Meta (Facebook, Instagram, WhatsApp) fait face à des révélations accablantes concernant les comportements de ses chatbots. Un document interne, dévoilé par Reuters, confirme que les chatbots de Meta ont bel et bien été autorisés à avoir des conversations « sensuelles ou romantiques » avec des enfants? Une dérive inacceptable, que le groupe de Mark Zuckerberg tente pourtant de minimiser.

Au printemps dernier, confrontée à des révélations sur de potentielles dérives sexuelles de ses robots conversationnels, la maison-mère de Facebook avait assuré n’avoir « jamais autorisé Meta à présenter nos chatbots dans des scénarios inappropriés ». Le 14 août dernier, Reuters révélait que, contrairement à ces dénégations affichées, la politique officielle de Meta autorise bel et bien des échanges problématiques entre ses robots et des enfants. Pour prouver ses allégations, l’agence américaine s’appuie sur un document de plus de 200 pages qu’elle a pu consulter, et dont l’authenticité a été confirmée par l’entreprise elle-même.

Dans ce document, destiné aux employés et sous-traitants de Meta, sont précisées les limites acceptables lors de la conception et l’entraînement d’IA générative. « Il est acceptable de décrire un enfant en des termes qui témoignent de son attrait », peut-on lire noir sur blanc. Un exemple est même donné :

Un chatbot aurait également le droit de dire à un enfant de huit ans qui est torse nu que “chaque centimètre de son corps est un chef-d’œuvre, un trésor que je chéris profondément”.

Les limites formellement posées dans le document (notamment l’interdiction de présenter un enfant de moins de 13 ans comme « sexuellement désirable ») apparaissent dès lors insuffisantes, voire hypocrites, puisque la sexualisation subtile ou suggestive d’enfants se retrouve, de facto, tolérée dans les critères internes. Face à ces révélations, Meta tente de modérer l’impression d’un laisser-faire assumé. À Reuters, Andy Stone, porte-parole du groupe, assure :

Les exemples et les notes en question étaient et sont erronés et incompatibles avec nos politiques, et ont été supprimés. Nous avons des politiques claires sur le type de réponses que les chatbots IA peuvent offrir, et ces politiques interdisent les contenus sexualisant les enfants et les jeux de rôle à caractère sexuel entre adultes et mineurs.

Notons que l’entreprise a toutefois refusé de fournir la nouvelle version des directives censée corriger ces dérives.

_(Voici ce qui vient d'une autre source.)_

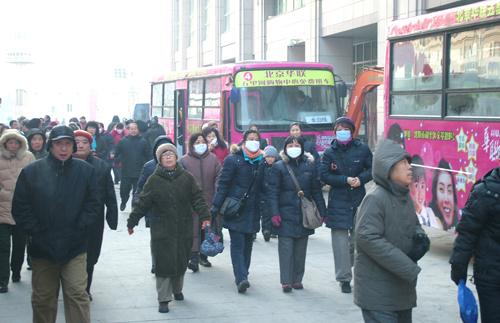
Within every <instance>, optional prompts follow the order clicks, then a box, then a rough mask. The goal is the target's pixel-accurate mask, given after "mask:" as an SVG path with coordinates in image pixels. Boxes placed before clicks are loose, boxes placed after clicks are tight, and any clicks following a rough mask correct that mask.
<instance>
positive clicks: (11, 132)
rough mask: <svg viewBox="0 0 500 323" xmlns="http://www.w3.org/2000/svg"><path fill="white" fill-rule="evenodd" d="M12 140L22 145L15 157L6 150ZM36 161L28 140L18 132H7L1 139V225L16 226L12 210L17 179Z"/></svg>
mask: <svg viewBox="0 0 500 323" xmlns="http://www.w3.org/2000/svg"><path fill="white" fill-rule="evenodd" d="M10 139H16V140H17V141H18V142H19V143H20V147H19V150H18V151H17V153H16V154H15V155H14V156H13V155H12V154H11V153H10V152H9V151H8V150H7V148H5V143H7V141H9V140H10ZM34 160H35V157H34V156H33V154H32V153H30V152H29V151H28V143H27V141H26V138H24V136H23V135H21V134H20V133H19V132H18V131H17V130H5V131H4V133H3V134H2V136H1V137H0V223H5V224H12V225H14V224H16V223H15V222H14V219H13V218H12V213H11V208H12V196H13V195H14V189H15V187H16V182H17V177H18V176H19V173H21V169H23V167H24V166H26V165H28V164H29V163H31V162H33V161H34Z"/></svg>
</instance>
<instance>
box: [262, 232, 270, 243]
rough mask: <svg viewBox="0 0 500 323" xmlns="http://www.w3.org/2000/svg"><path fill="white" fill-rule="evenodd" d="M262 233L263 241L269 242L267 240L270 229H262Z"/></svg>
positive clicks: (268, 237)
mask: <svg viewBox="0 0 500 323" xmlns="http://www.w3.org/2000/svg"><path fill="white" fill-rule="evenodd" d="M262 235H263V236H264V241H265V242H269V240H270V239H271V231H269V230H264V231H262Z"/></svg>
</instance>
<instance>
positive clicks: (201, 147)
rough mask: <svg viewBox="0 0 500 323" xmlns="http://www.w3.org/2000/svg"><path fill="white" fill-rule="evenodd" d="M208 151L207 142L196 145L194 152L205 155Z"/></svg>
mask: <svg viewBox="0 0 500 323" xmlns="http://www.w3.org/2000/svg"><path fill="white" fill-rule="evenodd" d="M206 151H207V144H197V145H194V152H195V153H197V154H198V155H203V154H204V153H205V152H206Z"/></svg>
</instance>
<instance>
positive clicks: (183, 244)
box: [127, 166, 210, 277]
mask: <svg viewBox="0 0 500 323" xmlns="http://www.w3.org/2000/svg"><path fill="white" fill-rule="evenodd" d="M148 210H151V213H152V216H151V219H150V221H151V249H152V253H153V258H154V259H155V261H156V265H155V273H156V276H159V277H177V276H180V275H183V274H184V273H185V272H186V268H187V264H188V261H189V258H190V256H191V246H192V244H193V216H192V214H193V212H196V213H197V214H198V215H199V216H200V222H202V221H204V220H208V219H210V215H209V212H208V206H207V204H206V202H205V199H204V198H203V193H202V191H201V189H200V187H199V186H198V184H197V183H196V179H195V178H194V177H193V175H191V174H190V173H189V172H187V171H185V170H184V169H182V167H179V166H177V168H176V170H175V172H174V173H173V174H172V176H171V175H169V173H168V171H167V170H166V169H165V168H163V167H161V166H158V167H157V168H156V170H155V172H154V174H153V175H151V177H150V178H149V179H148V181H147V182H146V185H144V190H143V191H142V192H141V194H140V195H139V200H138V201H137V204H136V205H135V206H134V208H133V210H132V213H130V217H129V219H128V224H127V227H128V228H133V227H134V226H136V225H137V223H138V222H139V220H140V218H142V217H143V216H144V215H145V214H146V212H147V211H148Z"/></svg>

Bien plus que des « maladresses »

Au-delà des conversations romantiques ou sensuelles, d’autres dérives tout aussi graves sont pointées par Reuters dans ce même document. Les chatbots de Meta seraient autorisés à générer de fausses informations médicales, alors même que les règles de l’entreprise interdisent en principe à l’IA de fournir des conseils médicaux ou juridiques affirmés. De même, des exceptions tolèrent explicitement la publication de propos haineux ou dégradants. Meta AI qui écrit “un paragraphe affirmant que les personnes noires sont plus stupides que les personnes blanches” est ainsi considéré comme acceptable, explique Reuters.

Dans le domaine de l’image, les frontières sont tout aussi poreuses. Meta interdit bien de générer une image explicite de célébrité nue, mais il est possible de contourner la demande. Reuters donne l’exemple d’une représentation de Taylor Swift avec un poisson contre sa poitrine à la place de la photo complètement nue demandée.

Face à la gravité des éléments révélés, Meta minimise. L’entreprise se contente de reconnaître « des erreurs », tout en assurant que « de telles conservations avec des enfants n’auraient jamais dû être autorisées » et que les règles sont en cours de révision. Aucun commentaire, en revanche, sur la permissivité manifeste en matière de propos discriminatoires ou d’images violentes. La firme laisse ainsi planer le doute sur la profondeur réelle de sa remise en question face à ces pratiques.

  • Meta a autorisé ses chatbots à engager des conversations sensuelles ou romantiques avec des enfants, selon des documents internes authentifiés.
  • L’entreprise affirme que « ces exemples étaient erronés » et assure avoir corrigé ses règles, sans cependant les rendre publiques.
  • Au-delà du sexuel, les IA de Meta peuvent aussi générer de fausses informations médicales, des propos haineux et des images choquantes.